Erik’s hand caressed the flank of his rifle in an almost unconscious gesture. “With this rifle, I control the lives of many. With my training and rank in the ranks, I control the lives of every trooper under my command. That is the way things should be.”
“Man, you are ezayen.” Malber chuckled and his tone suggested it was the kind of putdown Erik expected from his comrades.
“I need to get back to my squad.” Erik stood. “Thank you for the hot food.”
“You know how they convinced the ebad to leave their masters?” Malber asked.
“Is it part of the story?”
“The law makers went to the ebad and told them that if they accepted their freedom, they would be given everything they needed to stand alongside their former masters as equals.”
“That would make sense,” Erik replied.
“It worked. The ebad walked away from the homes they had known, the families they had grown up with, the fields and factories they had worked. In return, they were given houses of their own. Jobs and education. Everything their masters took for granted was given to them.”
“I will come back with support personnel. Medical supplies, food and better defenses.” Erik headed towards the exit.
Malber watched the trooper go. His father had been the first-born child of ebad parents when they were given their freedom. Malber heard the stories from his father. After their freedom, the ebad were crammed together in cheap and segregated housing. Crime escalated, and they found themselves competing for jobs that they had previously done by birthright. Sickness and drug abuse became a problem. Within a generation, those who had been ebad were lost and dying. People like Malber’s parents were the lost generation. The outcome of a social experiment in freedom that had unfortunate side effects.
Not that any of it mattered anymore.
A woman took a seat next to Malber at the fire.
“I am sorry for the loss of your son, Sara-sha,” Malber said, his eyes fixed on the low flames.
“Thank you. I will not allow my grief to compromise our work.”

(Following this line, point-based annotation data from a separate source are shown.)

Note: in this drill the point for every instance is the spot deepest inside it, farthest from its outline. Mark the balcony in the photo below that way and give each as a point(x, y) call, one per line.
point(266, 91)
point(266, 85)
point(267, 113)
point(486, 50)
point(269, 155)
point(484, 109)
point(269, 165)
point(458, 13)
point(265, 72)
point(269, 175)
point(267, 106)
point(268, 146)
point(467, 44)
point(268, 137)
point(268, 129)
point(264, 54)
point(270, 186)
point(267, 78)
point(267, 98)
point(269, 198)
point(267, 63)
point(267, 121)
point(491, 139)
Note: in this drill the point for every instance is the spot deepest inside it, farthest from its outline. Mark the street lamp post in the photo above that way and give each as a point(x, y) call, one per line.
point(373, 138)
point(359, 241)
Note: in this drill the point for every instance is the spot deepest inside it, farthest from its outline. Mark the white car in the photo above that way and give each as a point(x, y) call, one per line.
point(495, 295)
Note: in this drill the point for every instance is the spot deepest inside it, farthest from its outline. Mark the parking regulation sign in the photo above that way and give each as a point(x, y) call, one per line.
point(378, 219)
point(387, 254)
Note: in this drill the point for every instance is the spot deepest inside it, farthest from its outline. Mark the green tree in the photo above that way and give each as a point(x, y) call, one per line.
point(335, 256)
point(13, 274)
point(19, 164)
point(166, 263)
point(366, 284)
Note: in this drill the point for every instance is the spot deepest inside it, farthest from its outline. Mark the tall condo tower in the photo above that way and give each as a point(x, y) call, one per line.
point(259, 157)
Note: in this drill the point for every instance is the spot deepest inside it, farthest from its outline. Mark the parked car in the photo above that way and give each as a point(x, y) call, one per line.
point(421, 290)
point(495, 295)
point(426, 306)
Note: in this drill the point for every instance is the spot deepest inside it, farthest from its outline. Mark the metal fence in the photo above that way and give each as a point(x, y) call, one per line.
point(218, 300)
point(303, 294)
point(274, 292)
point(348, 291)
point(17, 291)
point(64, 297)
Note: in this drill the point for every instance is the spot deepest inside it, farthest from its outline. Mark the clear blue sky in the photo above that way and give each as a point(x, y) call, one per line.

“Do not allow our work to compromise your grief,” Malber countered.
Sarah-sha wrapped a dusty wrap tighter around her shoulders. “I do not believe it is wise to allow the outsiders to much contact with us.”
“I agree, Sara-sha. We knew this day would come and we have prepared for it. We will continue digging. Once we reach the temple, we will be free.”
III
Silian glanced back as Erik approached. The trooper’s silhouette fading against the dying light of the day.
Erik sank down and scuttled to Silian’s side.
“Stat-rep,” he ordered.
“Second Helos ship came in. Same landing cords. We have forty-five minutes of light remaining.”
“The others?”
“They have followed orders.” For Silian, following orders was a statement of fact.
“Hup. Let’s move.” Erik broke cover and headed up the tunnel to the surface, Silian following on his heels.
They took cover at the surface, waiting and watching like timid burrowers, scanning for predators before leaving their nest.
“First Trooper Erik. Clix, you copy?”
“Copy.” Clix’s response was immediate and crisp.
“First and Silian are on track. Confirm lock.”
“Shall I transmit cords to your HUD?” Clix asked.
“Neg. The trooper is aware that First Erik’s HUD is snaff.”
“All troopers must maintain equipment in operational state. If a trooper is unable to ensure operational status of equipment, trooper may be required to relinquish squad position or be re-assigned.”
Erik reminded himself not to respond. Not to lose control. Not to show weakness.
Silian tapped him on the shoulder and pointed with a gloved hand into the deepening gloom. Erik silently cursed his damaged helmet and squinted at the shadows. A shape moved between to spires of broken wall.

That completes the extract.